A four-building, 800-plus-home development is being pitched for a shopping centre on Scott Road.
A preliminary concept for redeveloping the 2.4-hectare Delta Shoppers Mall site was the subject of a presentation to Delta council on Tuesday, Nov. 22.
Last week’s meeting served as an opportunity for owner Value Property Group and architect Arcadis IBI Group to brief council and receive feedback before finalizing their plan for the site. The project is still in the design phase and a development application has not yet been submitted to the city.
As currently envisioned, the proposed mixed-use development would include a total of 813 one- to three-bedroom residential units: 624 market condo units in two 32-storey residential towers, 124 seniors housing units in a 10-storey midrise, and 65 purpose-built rentals in a six-storey midrise — 20 per cent of which are currently planned to be “below market” units.
The proposal is consistent with the site’s current designation under Delta’s Official Community Plan (OCP) and the North Delta Area Plan (NDAP), which permit a maximum height of 32 storeys, but the site would need to be rezoned to allow residential units.
The project would also include 79,374 square feet of retail space — a mix of shops, restaurants and entertainment that would include the existing TD Bank branch and a “health and fitness club,” creating what David Thom, president of Arcadis IBI Group, called “curated retail” that “works together and becomes a place in its own right.”

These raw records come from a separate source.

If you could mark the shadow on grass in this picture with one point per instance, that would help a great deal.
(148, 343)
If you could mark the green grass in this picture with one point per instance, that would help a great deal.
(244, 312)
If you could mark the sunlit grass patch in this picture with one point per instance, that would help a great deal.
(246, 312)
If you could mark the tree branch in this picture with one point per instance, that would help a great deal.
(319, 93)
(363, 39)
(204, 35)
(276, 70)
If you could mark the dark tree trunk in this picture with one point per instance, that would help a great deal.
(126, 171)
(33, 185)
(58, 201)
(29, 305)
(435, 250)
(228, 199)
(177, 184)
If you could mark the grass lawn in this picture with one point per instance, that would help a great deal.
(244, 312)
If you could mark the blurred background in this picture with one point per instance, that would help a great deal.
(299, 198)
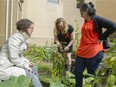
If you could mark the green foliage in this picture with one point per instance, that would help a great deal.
(58, 64)
(20, 81)
(39, 53)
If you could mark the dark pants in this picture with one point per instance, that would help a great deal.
(90, 63)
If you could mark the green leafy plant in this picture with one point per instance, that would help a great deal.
(20, 81)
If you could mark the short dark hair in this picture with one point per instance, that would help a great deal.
(23, 24)
(88, 6)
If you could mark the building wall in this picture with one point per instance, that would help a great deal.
(107, 9)
(10, 12)
(44, 15)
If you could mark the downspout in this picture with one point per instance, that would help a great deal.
(11, 19)
(6, 23)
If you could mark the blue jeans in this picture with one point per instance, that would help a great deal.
(34, 76)
(90, 63)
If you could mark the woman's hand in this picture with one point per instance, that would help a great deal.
(66, 48)
(31, 64)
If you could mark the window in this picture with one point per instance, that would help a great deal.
(54, 1)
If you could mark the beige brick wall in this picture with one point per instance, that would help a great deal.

As well, the project would have 125,677 square feet of office space, which Thom said is “an important part of building a complete community,” as well as a 30-space childcare facility, 1,609 parking spots, and both indoor and outdoor amenity spaces.
The site would also have a central public plaza, pedestrian walkways through the bases of the towers to access neighbouring properties including the Real Canadian Superstore, and a north-south bike/multi-use path — part of a route proposed in the North Delta Area Plan to connect this and other mixed-use “nodes” along the Scott Road corridor.
Thom called the site the beginning of a “remarkable village.”
“I think there’s a vision in North Delta to see a kind of unique and special place,” he said.
Value Property Group CEO Chris Andison told council the project would not only add a “tremendous amount” of much-needed housing to the area, but create a “city within a city” consistent with the OCP and NDAP.
“It’s a tremendous opportunity to provide an active commercial environment [and] amenities for the people that live there and live in the area because it’s a large enough site to do it,” Andison said. “It’s a tremendous site, we thought, to really add all of those things which we felt were strongly needed along the 120th Street corridor.”
The plan was well received by council, with Mayor George Harvie calling it the “first time I’ve seen in many years something that’s ticked a lot of boxes.”
Coun. Dylan Kruger echoed the mayor’s praise, saying he likes that the plan meets so many of objectives and policies laid out in the NDAP as well as the recommendations of the Mayor’s Housing Task Force for Scott Road.
“We have these area plans and these task forces that put a lot of work together, but there’s no point in having these documents unless we actually have projects come forward that conform to the vision,” Kruger said.
“What excites me about this project is the size of it,” he continued. “As opposed to looking at one-off buildings here or there, we’ve got a large enough site here where you really can, as [Thom] noted, put a complete community together.”
Kruger listed the variety of housing planned, the chidcare space, public plaza as highlights of the proposal.
“North Delta is I think missing that common gathering space right now where we can do community celebrations and events and festivals and farmers’ markets and things like that, so I see lots of opportunities there,” he said, adding he hopes to also see outdoor patios for restaurants.
Coun. Alicia Guichon said she was “a little shocked” by the proposal’s size and scope, though she also liked the “idea of a well thought-out, complete community” and thought the project was well planned.
“I just worry about — we’ve seen this before — division of the community with [regard to] expectations for areas, what the community is ready to wrap their head around and maybe what’s being proposed.”
Guichon also noted the need to look at the project’s impact on the city’s infrastructure, facilities and schools.
Mayor Harvie stressed the need for proper fitness areas to service the development’s residents, especially with so many people transitioning to working from home in the wake of COVID-19. Coun. Jessie Dosanjh voiced a similar need for those living in the seniors’ residence.
Harvie also said the number childcare spaces included in the proposal is “far too low” to support the families who will eventually live there.
“I would ask you to consider at least doubling that — in different locations, not all one area but a couple of locations — to match the demand that’s going to be there,” Harvie said. “The demand is actually there now. We have a critical shortage of childcare spaces and we’d like to leverage the opportunity for more spaces with projects like this.”